Last advent, I was a few months pregnant and consistently a weepy mess about anticipating birth and the fine line (if there is a line at all) between the immanent and transcendent.
This year, the wonder of my sweet babe at Christmastime has been undercut by the anguish of teething, final exams and papers, and one head cold after another cycling around the family. Between shopping for gifts, work gatherings, and our diocesan clergy conference, the spirit of Advent has been elusive, hiding behind the irritation and mundane.
Then this past Sunday, S. got to be the baby Jesus for the St. Augustine’s Christmas pageant. He was the fattest snaggle tooth Christ child you ever did see.
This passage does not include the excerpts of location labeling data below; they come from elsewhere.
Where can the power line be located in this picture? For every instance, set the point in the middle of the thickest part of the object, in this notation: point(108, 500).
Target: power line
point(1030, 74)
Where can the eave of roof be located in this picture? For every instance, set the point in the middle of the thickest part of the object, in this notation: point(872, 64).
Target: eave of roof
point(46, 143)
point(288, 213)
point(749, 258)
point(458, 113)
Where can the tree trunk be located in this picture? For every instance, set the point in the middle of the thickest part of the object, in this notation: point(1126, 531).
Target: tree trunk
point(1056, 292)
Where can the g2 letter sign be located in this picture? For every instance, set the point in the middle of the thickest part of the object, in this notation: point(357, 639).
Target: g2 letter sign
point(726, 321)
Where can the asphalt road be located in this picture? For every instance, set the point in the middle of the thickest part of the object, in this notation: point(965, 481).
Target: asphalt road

I wept with pride and I will hunt down every single picture that was snapped of the precious scene. Poor pastor’s kid.
But the real magic of it all happened on Saturday, when we headed over to pageant rehearsal. We were running late, and when we got to the chapel, the full nativity scene was on display, sans costumes, and the narrators were running lines from the lecterns. As we walked down the center aisle, one of the directors said, “Look everybody, baby Jesus is here!” And all those kids stopped and turned with audible “Oooooh”s and a few “Hooray”s. Mary and Joseph held out their arms for him and marveled over his toes, his fuzzy head, his Santa jammies. After the run through, there was a short line of 9 or 10 year olds who wanted turns holding him. The smaller kids wanted to see and touch him too, with the parental admonishments of “Gentle!” or “Just one finger!” “Don’t touch his face!”
In childhood, there’s a beautiful blurring of factual and mythical. The different kinds of true and real that we more efficiently categorize as adults are somehow spun together without contradiction. Suddenly S. is not just Miss Claire’s baby that we see every week (although, of course, he is). He is the baby Jesus (although, of course, he isn’t). And this incarnation stops them in their tracks, trumping the glamour of the King Herod costume and the hilarity of the three-person camel suit.
The complete awe and focused attention of a stage full of children snapped me back to attention. Not attention to my own child, really, but to the icon of Christ he can be. S. points to all the complicated mess of incarnation in all the sweetness and frustration of babyhood. Jesus arrives in ice storms and head colds, with diaper rash and reflux and sore gums, calling our attention to the presence of God in the inconvenient.